Having said all that, I can say that Mr. McCullough has written a history that is not only about a bridge and its builders, which are fascinating subjects in their own right, but it is also about what New Yorkers were thinking back then. This was still a horizontal world; the era of early skyscrapers was a few decades away. Because of this and the rapid growth in population after the Civil War, Manhattan was mostrously choked by block after block of four- and five-story tenements, warehouses and factories. The need for a reliable means to get to the vast open spaces of Brooklyn was urgent. Ironically, however, it wasn't the horizontal--the length of the bridge--which stunned the witnesses to the construction. Instead they marvelled at the height of the towers and the height of the roadway over the East River.

Not as ironic, however, were the people who didn't marvel at the bridge's beauty and the strength of its construction. They were too busy licking their lips, wringing their hands and wondering how much of the bridge's budget would make its way into their wallets. The elements of corruption, then as now, always lurked near a great public work in New York. McCullough covers this tainted side just as carefully as he reports on the glory of the growth of the bridge. Heroes (the Roeblings) and villains (Tweed & Co.) abound, while New York's most beautiful and efficient structure comes to life.

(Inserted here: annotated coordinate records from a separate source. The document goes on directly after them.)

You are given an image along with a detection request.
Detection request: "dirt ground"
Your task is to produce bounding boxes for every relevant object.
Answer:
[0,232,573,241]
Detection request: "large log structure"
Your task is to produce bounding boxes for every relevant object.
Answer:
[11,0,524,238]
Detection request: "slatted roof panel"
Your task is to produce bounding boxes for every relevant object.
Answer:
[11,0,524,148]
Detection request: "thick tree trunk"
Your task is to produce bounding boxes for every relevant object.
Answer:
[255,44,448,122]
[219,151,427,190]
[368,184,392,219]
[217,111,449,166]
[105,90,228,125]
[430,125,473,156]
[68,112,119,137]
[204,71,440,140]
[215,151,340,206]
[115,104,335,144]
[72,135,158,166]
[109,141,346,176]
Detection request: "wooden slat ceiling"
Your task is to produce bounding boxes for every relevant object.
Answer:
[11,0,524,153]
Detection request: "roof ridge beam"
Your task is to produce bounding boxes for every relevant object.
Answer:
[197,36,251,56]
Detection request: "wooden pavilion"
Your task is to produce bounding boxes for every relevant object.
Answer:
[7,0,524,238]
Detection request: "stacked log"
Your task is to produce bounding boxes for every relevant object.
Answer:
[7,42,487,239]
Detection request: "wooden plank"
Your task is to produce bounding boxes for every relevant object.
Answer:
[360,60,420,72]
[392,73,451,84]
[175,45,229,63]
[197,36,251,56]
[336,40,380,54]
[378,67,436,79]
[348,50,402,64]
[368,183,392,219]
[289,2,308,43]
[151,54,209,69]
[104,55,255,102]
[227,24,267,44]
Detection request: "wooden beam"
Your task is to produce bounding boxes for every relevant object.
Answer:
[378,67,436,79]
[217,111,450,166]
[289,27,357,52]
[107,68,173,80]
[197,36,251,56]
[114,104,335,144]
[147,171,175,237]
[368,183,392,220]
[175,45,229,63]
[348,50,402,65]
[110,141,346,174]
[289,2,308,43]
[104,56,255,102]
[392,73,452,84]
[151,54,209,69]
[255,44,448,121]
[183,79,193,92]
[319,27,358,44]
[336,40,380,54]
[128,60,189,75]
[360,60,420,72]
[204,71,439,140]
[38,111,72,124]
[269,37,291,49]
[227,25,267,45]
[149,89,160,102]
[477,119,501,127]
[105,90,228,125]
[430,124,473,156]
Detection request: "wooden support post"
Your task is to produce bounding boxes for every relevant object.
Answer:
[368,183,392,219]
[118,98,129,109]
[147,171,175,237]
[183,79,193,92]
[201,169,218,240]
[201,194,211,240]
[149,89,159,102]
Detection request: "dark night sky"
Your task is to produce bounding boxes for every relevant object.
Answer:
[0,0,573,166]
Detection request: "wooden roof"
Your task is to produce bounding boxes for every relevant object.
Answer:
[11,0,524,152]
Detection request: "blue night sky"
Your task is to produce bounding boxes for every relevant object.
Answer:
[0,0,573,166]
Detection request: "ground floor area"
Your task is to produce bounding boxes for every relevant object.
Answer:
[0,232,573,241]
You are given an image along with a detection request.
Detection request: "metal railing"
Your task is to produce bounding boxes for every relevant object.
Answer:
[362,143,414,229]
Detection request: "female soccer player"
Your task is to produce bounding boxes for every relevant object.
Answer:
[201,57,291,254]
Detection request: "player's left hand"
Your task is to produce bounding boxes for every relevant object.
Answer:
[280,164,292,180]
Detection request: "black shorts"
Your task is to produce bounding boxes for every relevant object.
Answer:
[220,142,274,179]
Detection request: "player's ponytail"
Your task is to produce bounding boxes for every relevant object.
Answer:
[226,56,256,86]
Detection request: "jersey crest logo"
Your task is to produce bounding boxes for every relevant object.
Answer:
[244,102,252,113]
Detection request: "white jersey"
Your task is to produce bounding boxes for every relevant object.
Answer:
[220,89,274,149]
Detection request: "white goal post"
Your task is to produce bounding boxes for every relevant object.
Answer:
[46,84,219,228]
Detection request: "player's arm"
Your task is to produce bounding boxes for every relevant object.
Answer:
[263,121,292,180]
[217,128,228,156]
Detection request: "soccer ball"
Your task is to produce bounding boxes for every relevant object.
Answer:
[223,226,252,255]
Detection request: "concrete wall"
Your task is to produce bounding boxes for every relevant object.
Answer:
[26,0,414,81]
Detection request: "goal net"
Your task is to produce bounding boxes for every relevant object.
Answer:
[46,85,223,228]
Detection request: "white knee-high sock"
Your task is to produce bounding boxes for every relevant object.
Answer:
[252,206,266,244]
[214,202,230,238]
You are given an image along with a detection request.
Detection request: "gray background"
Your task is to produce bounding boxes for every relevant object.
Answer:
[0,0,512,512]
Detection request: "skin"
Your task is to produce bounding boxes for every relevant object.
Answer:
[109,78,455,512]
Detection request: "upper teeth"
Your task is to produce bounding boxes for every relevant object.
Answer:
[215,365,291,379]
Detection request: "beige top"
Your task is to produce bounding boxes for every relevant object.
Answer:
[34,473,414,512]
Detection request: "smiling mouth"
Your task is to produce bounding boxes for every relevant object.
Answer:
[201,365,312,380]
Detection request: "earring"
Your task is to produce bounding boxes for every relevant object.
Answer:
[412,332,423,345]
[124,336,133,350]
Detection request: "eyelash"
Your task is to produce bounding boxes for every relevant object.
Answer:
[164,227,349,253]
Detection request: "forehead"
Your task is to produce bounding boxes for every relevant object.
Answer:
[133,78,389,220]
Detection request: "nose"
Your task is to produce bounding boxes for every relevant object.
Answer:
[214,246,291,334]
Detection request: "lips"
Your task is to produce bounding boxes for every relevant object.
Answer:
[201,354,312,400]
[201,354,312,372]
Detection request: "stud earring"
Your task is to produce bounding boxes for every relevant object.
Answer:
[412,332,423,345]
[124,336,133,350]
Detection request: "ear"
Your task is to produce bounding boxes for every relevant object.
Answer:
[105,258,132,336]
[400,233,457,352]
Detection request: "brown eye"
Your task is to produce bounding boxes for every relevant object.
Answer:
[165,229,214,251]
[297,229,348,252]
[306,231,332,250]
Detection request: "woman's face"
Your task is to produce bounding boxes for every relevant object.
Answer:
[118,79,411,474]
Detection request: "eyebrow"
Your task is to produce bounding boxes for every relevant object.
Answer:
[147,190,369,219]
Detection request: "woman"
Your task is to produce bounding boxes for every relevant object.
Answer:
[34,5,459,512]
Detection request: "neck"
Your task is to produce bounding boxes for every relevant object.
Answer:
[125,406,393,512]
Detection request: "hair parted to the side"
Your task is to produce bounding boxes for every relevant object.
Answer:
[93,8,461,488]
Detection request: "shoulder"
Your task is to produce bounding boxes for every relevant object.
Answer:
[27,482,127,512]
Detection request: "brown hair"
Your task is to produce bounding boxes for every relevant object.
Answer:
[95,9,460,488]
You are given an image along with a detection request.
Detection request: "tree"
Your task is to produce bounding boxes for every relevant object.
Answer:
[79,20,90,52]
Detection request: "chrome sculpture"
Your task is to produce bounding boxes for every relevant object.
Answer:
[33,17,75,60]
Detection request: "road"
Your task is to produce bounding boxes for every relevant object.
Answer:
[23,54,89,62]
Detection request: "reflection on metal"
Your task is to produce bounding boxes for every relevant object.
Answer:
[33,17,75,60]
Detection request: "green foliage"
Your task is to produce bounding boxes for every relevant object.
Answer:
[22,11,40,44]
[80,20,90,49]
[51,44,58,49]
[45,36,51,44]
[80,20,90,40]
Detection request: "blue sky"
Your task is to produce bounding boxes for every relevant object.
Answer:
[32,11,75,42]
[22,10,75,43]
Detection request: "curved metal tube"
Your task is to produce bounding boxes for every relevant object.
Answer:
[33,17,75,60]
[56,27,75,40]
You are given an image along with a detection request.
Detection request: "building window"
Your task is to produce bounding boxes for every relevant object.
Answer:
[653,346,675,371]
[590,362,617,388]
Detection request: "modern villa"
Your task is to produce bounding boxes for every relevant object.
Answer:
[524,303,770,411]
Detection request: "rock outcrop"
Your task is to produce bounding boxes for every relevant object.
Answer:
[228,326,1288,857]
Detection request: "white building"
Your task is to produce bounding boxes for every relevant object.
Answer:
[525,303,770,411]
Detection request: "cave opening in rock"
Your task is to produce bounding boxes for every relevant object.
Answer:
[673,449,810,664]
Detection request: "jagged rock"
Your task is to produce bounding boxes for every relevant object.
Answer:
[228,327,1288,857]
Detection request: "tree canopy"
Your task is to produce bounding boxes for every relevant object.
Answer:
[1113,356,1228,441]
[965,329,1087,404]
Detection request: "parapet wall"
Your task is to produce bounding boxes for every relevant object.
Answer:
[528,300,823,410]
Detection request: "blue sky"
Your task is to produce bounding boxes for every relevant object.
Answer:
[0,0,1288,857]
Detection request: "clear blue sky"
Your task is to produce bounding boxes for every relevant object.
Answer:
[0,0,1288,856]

I've been as honest as possible. I recommend this book highly to anyone with an interest in engineering, New York history, or just a good story with great characters.

Rocco Dormarunno
Instructor, College of New Rochelle

Rating: 1
Summary: wonderful story
Comment: I've have spent the last 21 years in the constuction trade , as a carpenter working my way up to a superintendent.I have worked on every thing from your basic home , to high rises in San Francisco and L.A. This book (along with McCullough's book on the Panama Canal)have to be the most enjoyable and engrossing consturction books I have ever read. In fact David McCullough has renewed my flagging interest in my own trade, the story's are very colorful, it's not hard to feel as if you are there.A great read,don't pass it up!

Rating: 5
Summary: McCullough: The Master Storyteller
Comment: McCullough is an amazing researcher and writer. His narrative style turns almost unknown historical events into "epic stories." And "The Great Bridge" is no exception. I came to know McCullough after "John Adams" was published, but have since decided to take the time to read all of his works. He never ceases to amaze me. "The Great Bridge" is a well-written, interesting, detailed history of the Broklyn Bridge, the Eight Wonder of the Modern World.

The characters come to life in this story, and the reader is transported into late nineteenth century New York City as an insider to watch the bridge rise from the caissons below the East River to the two gothic arches that dominated the skyline at their completion. From there, the reader can vividly visualize the wire and roadway stretch across the river until the bridge's completion. The book then ends with a spectacular grand opening of the Brooklyn Bridge. McCullough also focuses on the politics and people behind the bridge, and finishes his masterpiece by quoting an elderly woman from Long Island that remembers that the excitement in 1969, when two men walked on the moon, was nothing compared to the day the Brooklyn Bridge opened.

I recommend this book to anyone who appreciates good history. This book is not just for lovers of New York City and civil engineers. "The Great Bridge" is another McCullough masterpiece.